If you have evidence that you were treated differently based on any of the categories protected by the antidiscrimination laws, an employment lawyer will very likely want to meet with you about a possible case. In this article, we discuss how a lawyer would assess your employment discrimination case and decide whether or not to take your case.
An employer discriminates against an employee by treating him or her differently based on his or her “protected status.” A protected status is one of the categories protected by the state and federal antidiscrimination laws.
Federal antidiscrimination laws prohibit discrimination against employees based on:
State antidiscrimination laws vary and some cover additional categories that the federal laws do not protect (although no state may protect fewer statuses because the federal laws apply in all states). For example, some states prohibit employment discrimination based on marital status, sexual orientation, and gender identity. Some cities and counties also have their own antidiscrimination ordinances protecting additional categories, such as weight or appearance. For information about state antidiscrimination laws, see Employment Discrimination in Your State.
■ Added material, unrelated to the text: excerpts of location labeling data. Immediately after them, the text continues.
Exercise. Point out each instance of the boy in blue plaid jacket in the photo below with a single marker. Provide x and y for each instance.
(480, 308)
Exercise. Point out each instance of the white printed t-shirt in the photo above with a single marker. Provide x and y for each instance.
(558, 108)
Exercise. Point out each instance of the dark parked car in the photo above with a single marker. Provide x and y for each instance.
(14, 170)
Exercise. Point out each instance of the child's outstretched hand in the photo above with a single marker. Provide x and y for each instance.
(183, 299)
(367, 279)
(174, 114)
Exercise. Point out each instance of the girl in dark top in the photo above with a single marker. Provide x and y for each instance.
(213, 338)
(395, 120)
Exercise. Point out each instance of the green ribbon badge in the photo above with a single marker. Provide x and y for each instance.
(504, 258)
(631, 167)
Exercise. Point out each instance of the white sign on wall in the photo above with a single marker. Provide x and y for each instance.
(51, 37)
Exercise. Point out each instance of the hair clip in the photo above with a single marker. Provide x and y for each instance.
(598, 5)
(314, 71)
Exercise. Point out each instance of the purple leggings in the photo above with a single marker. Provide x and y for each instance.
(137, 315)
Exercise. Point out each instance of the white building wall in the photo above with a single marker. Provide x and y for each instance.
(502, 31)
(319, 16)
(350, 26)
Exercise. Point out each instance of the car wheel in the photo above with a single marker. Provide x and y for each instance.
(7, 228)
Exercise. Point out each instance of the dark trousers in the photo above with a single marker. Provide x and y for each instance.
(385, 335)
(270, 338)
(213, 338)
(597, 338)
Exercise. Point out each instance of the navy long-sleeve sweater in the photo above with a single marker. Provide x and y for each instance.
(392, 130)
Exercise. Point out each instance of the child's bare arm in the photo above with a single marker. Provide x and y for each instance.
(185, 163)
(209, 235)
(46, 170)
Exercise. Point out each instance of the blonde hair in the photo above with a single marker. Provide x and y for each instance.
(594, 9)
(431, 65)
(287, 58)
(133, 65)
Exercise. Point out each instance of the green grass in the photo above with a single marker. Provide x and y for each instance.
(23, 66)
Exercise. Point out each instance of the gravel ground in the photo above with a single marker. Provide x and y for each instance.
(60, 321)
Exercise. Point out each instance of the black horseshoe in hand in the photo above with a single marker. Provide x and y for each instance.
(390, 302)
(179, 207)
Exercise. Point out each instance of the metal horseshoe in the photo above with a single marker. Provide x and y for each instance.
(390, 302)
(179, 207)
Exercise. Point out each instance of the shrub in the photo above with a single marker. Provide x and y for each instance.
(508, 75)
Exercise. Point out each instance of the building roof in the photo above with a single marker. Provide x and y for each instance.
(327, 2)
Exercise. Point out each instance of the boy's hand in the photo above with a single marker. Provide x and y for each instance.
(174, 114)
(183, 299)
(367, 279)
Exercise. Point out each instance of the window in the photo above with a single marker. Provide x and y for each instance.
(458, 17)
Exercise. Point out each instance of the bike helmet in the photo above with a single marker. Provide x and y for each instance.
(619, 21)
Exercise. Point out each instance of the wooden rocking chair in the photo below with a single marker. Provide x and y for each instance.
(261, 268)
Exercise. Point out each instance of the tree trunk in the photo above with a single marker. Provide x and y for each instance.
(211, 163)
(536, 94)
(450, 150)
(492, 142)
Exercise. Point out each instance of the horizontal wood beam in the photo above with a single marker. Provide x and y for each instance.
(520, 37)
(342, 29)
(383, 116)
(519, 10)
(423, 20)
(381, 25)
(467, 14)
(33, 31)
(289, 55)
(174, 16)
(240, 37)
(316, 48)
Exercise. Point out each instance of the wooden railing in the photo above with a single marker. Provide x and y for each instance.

You may believe that you experienced employment discrimination, but not all unfair treatment is illegal. The law is quite specific about what qualifies as illegal employment discrimination. Here are the key facts a lawyer will consider when assessing whether you have a legitimate claim of employment discrimination and, ultimately, whether the lawyer wants to take your case.
The lawyer will want to be sure that you, in fact, fall within a protected class. This may be the simplest element of the analysis. For example, you may believe that your employer discriminated against you because of your age. But, if you’re not over 40, you are not protected against age discrimination. The analysis can be more difficult though, such as determining whether you have a mental or physical impairment that qualifies as a “disability” under federal law.
A female employee who is disciplined and feels targeted because of her gender would not have a very strong case if men received similar discipline for engaging in similar conduct. An employment lawyer will explore this element of your possible case to figure out if you were treated differently from employees who don’t share your protected status.
And, if you have evidence that other employees who do share your protected status were treated less favorably than employees without protected status, that’s information that the lawyer will need to know as it may support your case. If many people with your status suffered discrimination by the same employer, an employment lawyer may assess whether there is a potential class action (meaning that your case would be combined with the similarly situated employees).
Although you may be sure that your employer discriminated against you, unless you can prove it with evidence, you don’t have a case. But you don’t need the proverbial “smoking gun” of an employer calling you a racial epithet or saying old people have no place in the company. Any evidence that shows one aspect of your case (your protected status, the different treatment, etc.) may cumulatively make your case strong. Of course, any evidence that shows that your employer or someone acting on behalf of your employer (such as your manager, a human resources representative, or a company executive) harbored any ill feelings toward people with your protected status is important evidence to share with the lawyer.
Your evidence may take the form of witness statements (from those who have knowledge of your differential treatment or experienced similar discrimination themselves), documents (such as your personnel file, disciplinary notices, and performance evaluations), visuals (such as drawings, cartoons, or photographs that display racial or sexual hostility), or other forms. Be sure to bring your evidence, including a list of possible witnesses and their contact information, to the meeting with the lawyer. The more organized your evidence is, the easier it is for a lawyer to evaluate your case.
In a civil action, such as a lawsuit for employment discrimination, the main form of recovery is money damages. To win damages, it’s not enough to prove that employer acted illegally; you also have to prove loss or injury as a result of that behavior. The lawyer evaluating your case will assess the losses that you have suffered. In an employment discrimination case, the types of damages that an employee may recover include lost pay, lost benefits, emotional distress damages in certain cases, and punitive damages (intended to punish the employer) when available. You might also be entitled to collect attorney fees from your employer if you win.
You are your most important witness in an employment discrimination case. An employment lawyer will also size you up to see how you will present as a witness. The lawyer will evaluate how clear, concise, organized, presentable, and honest you appear. This is an important part of the process because a jury and judge will evaluate you in the same way. Having a credible, sincere demeanor can go a long way in convincing a judge or jury of your position. You’ll want to be forthright, truthful, and calm in discussing your case with the lawyer.
You may have a very strong employment discrimination case, but if you don’t gather your evidence and if you can’t describe it in a clear, coherent way, an employment lawyer may not take it on. Your organized, understandable presentation will make it easier for a lawyer to evaluate your case and help you out.